This one, definitely, is a real-life project.

Amrhein said he has been involved with DECA for 30 years in many capacities. However, this is the first time he has given DECA students a paid job at his store.

“The one thing that I see with a lot of the teams, or a lot of the senior students is they have great programs,” Amrhein said, “They always win regionals. They always win states. When it comes to nationals, the groups that have real projects compared to make-believe projects always do better. I got to know these three young ladies this year. They were so dynamic, and I wanted to see what we could do to bring a national trophy to Bethel Park.”

He hired the students and presented them with a budget of $40,000 to increase the store’s rental business.

“With that budget, we’re able to do all of the promotions and marketing that we want to do for the rental side of the business,” Tatalias said.

It has been a success.

“They’re taking what they’ve learned from the classroom to the real world and implementing it,” Amrhein said. “They are firing on all cylinders from promotions to social media.”

Evey True Value Hardware and Rental has been in business for about 70 years, but the rental component has been in operation for about 12 to 15 years.

The students have been learning every aspect of that business, such as how to use the equipment and how to market that equipment and the business.

They have promoted it in many way, such as at community events, and on three radio commercials a day on Pittsburgh radio for three months.

There also will be a show chronicling their journey through their participation in the state DECA competition on BPTV, Bethel Park’s cable television station.

“We’re following their trail through the real-life project, but we want to include them actually doing the project in front of a judge,” Amrhein said. “We’re going to actually record them making their presentations in front of the judge.”

Their work on the business’ website has flourished. In July alone, there were 3,351 views on the store’s rental website,

“It’s been great,” Ashton said. “I’ve been able to meet a lot of new people and interact with a lot of business owners that I probably wouldn’t have been able to until college. I’ve been happy to see the business side of the rental business.”

“I’ve enjoyed it a lot,” Hartman added. “I got to learn more about the business. Hearing about how Evey True Value helps around the community has been inspirational. It makes me want to be here and help out.”
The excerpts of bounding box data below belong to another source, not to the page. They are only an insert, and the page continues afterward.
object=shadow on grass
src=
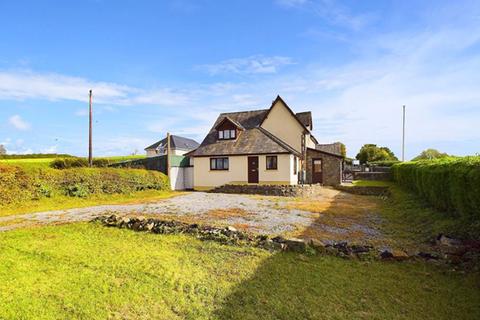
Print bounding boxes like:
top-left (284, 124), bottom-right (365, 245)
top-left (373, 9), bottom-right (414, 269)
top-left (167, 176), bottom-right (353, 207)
top-left (214, 191), bottom-right (480, 319)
“This has been something that I never could have imagined I’d be able to do in high school,” Tatalias said. “We build off of each other with our ideas. It makes the whole process a lot easier. If one of us can’t be at something, we can count on the other two.”

They will continue to work for the store once school starts.

The work they are doing will serve as the project they will present at a state DECA competition in Hershey in February. If they place in the top four in the state, they will advance to a national competition in April in Orlando, Fla.

One thing is certain, they’ve been successful in their first venture in the business world.

“There’s zero disappointment,” Amrhein said. “It’s been off the charts.”